Entre lágrimas, a deusa nomeia seu filho e lhe concede sua honra.
-Será Hades. Das profundezas do Tártaro. Deus da riqueza, da morte e das trevas. De tudo que vem do fundo da terra ou retornará a ela. Poderá dar a vida ou a morte. E um dia ajudará a salvar a sua mater. Leve-o agora antes que Cronos descubra meu delito.
- Certo. Então o que fará com Cronos para que não descubra?
- Farei uma ilusão e darei uma pedra. Colocarei um pouco da minha energia vital para que ele absorva.
- Sabe que você vai ficar cada vez mais fraca.
- Terei a eternidade para me recuperar. Alguns séculos de sofrimento não são nada.
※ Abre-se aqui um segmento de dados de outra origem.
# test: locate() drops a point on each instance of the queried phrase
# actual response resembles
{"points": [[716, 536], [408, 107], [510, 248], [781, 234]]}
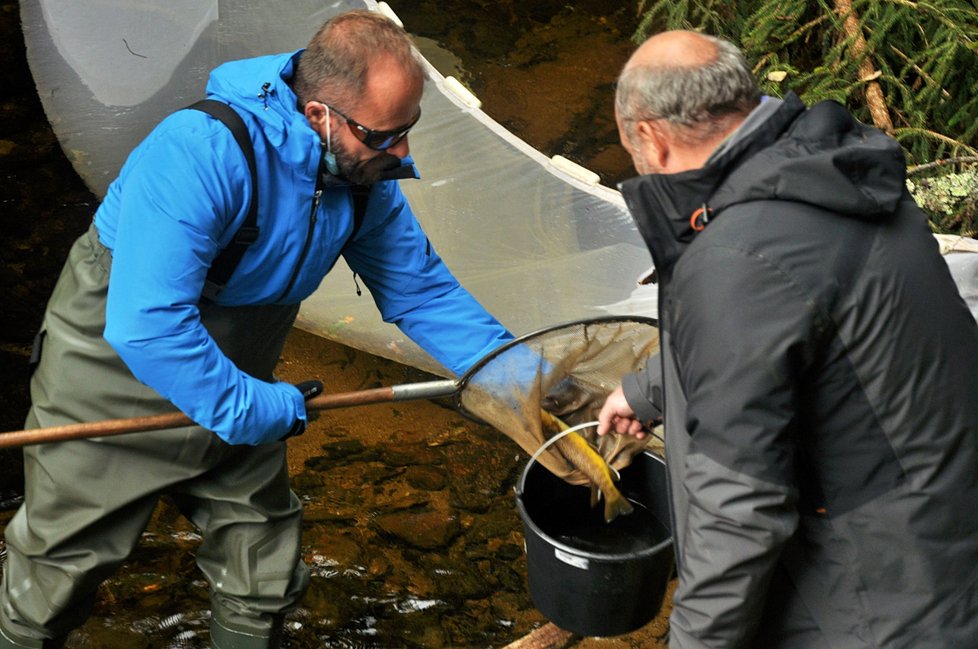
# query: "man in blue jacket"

Agora vá. – repondeu Reia.
Nix se cobriu com o véu estrelado e desapareceu na noite com o pequeno Hades, enquanto Reia se curvou e se preparou para enfrentar seu algoz.
Glossário:
Reia: Deusa de segunda geração. Titã da terra e do parto. Filha de Gaia e Urano.
Monte Ótris: Montanha na Grécia Central. Lar dos Titãs.
Íris:é a personificação do arco-íris e mensageira dos deuses.
Cronos: Deus de segunda geração. Titã do tempo e rei dos titãs por casamento com Reia. Deus criado por Gaia.
Moiras: São as três irmãs que determinam o destino, tanto dos deuses, quanto dos seres humanos.
Cloto: aquela que tece o destino. Dar início a vida.
Láquesis: aquela que deixa a vida mais leve ou mais pesada. Compromete o destino. Sorte de quem tiver a boa sorte de não ser sorteado para a morte.
Átropos: O destino final. Aquela que dar fim a vida.
Mater: mãe em grego.
Caos: Vazio primordial. A origem dos deuses.